Bits of intriguing souls from many cultures and backgrounds flicker in and out of this carefully handled, delightfully readable kaleidoscope of a volume. The novel moves neatly from Turkey to Greece to New York City to the explosive Syrian frontier offering a cast of curious characters that could fill a Russian novel. But “The Oracle Pool” is much more effervescent, passing colorfully through the contemporary art scene, archaeological sites, ancient religions, sexual possibilities and love, where the living commingle with the dead. Readers must submit to the flow of the strange narrative and questing individuals – those who like simple linear stories will be disappointed. But readers who can take a kaleidoscope for what it is will find their time well-rewarded.

Bushell runs publishing company Littoral Books in Portland with her husband, Jim. Her previous works include “Local Deities” and “Days of the Dead.”

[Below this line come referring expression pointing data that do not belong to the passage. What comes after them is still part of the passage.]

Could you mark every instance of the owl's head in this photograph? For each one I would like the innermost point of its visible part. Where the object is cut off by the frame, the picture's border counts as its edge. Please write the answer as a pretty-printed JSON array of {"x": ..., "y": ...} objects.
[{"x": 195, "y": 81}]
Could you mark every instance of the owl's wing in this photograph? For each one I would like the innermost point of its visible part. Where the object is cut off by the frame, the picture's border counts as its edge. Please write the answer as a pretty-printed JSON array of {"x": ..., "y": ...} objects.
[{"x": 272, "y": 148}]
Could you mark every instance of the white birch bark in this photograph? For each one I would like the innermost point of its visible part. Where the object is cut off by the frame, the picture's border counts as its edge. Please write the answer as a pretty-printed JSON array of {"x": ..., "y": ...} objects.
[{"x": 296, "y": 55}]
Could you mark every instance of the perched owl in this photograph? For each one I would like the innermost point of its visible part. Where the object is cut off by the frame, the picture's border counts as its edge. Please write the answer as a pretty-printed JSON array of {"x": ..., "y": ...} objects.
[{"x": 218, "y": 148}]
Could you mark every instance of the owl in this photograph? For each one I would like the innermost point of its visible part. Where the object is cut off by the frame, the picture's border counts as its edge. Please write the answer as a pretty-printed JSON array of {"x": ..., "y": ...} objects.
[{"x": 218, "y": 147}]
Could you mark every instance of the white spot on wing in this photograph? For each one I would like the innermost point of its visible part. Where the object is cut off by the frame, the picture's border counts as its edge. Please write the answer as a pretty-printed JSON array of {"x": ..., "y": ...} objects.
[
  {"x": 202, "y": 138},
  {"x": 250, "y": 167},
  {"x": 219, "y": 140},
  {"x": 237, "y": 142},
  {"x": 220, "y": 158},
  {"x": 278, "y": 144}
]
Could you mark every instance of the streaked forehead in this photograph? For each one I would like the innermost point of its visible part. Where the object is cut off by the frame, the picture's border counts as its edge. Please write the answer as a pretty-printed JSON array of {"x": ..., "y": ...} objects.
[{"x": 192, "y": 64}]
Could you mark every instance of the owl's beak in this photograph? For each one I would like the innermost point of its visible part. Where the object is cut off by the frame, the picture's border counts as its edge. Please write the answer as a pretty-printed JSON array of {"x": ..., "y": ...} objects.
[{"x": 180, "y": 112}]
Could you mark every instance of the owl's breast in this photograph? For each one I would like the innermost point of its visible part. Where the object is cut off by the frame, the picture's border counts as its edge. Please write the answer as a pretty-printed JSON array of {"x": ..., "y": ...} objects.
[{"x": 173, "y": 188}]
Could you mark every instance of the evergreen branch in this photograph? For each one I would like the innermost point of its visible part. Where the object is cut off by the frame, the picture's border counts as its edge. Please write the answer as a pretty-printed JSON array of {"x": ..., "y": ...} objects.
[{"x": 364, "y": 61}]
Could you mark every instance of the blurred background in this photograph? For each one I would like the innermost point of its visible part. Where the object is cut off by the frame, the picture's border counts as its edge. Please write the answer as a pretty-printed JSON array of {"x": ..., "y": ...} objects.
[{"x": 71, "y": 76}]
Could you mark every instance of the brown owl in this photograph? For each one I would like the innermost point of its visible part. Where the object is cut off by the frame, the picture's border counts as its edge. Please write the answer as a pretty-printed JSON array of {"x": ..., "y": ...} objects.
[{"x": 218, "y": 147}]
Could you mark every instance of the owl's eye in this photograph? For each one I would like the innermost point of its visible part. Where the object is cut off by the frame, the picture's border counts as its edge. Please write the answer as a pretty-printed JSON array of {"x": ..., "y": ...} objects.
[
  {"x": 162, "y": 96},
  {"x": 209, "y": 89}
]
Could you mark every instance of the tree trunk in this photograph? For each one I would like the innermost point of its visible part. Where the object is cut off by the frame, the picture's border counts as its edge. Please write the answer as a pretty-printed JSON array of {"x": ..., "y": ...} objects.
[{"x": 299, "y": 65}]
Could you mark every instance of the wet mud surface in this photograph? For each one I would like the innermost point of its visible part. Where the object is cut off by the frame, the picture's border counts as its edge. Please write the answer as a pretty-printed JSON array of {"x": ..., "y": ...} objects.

Two of the main characters in “The Oracle Pool” are Grace, Ruth’s aunt, mentor and a clergywoman; and Artemas Jones, Grace’s oldest friend and a man of many talents. Throughout the novel, Bushell is attracted to the everyday collisions of the cognizant and the mundane, as in this passage, between those two:

Grace “was wiping her eyes with her handkerchief when Artemas came through the doorway holding a large white bakery bag in his hand and humming. Then he caught sight of the handkerchief. ‘What’s wrong?’ ‘Nothing. Ruth was just here but she left. She’s going to Santa Fe.’ ‘Huh,’ Artemas said, ‘plain, poppy seed and onion. They were out of sesame.”

Some of the character/seekers find resolution in the course of the novel; others find the next meal, or maybe more. Just when you think you’ve got it, the pilgrimage moves on. “The Oracle Pool” is a work that challenges – and delights.

William David Barry is a local historian who has authored/co-authored seven books, including “Maine: The Wilder Side of New England” and “Deering: A Social and Architectural History,” He is currently writing a history of the Maine Historical Society. He lives in Portland with his wife, Debra, and their cat, Nadine.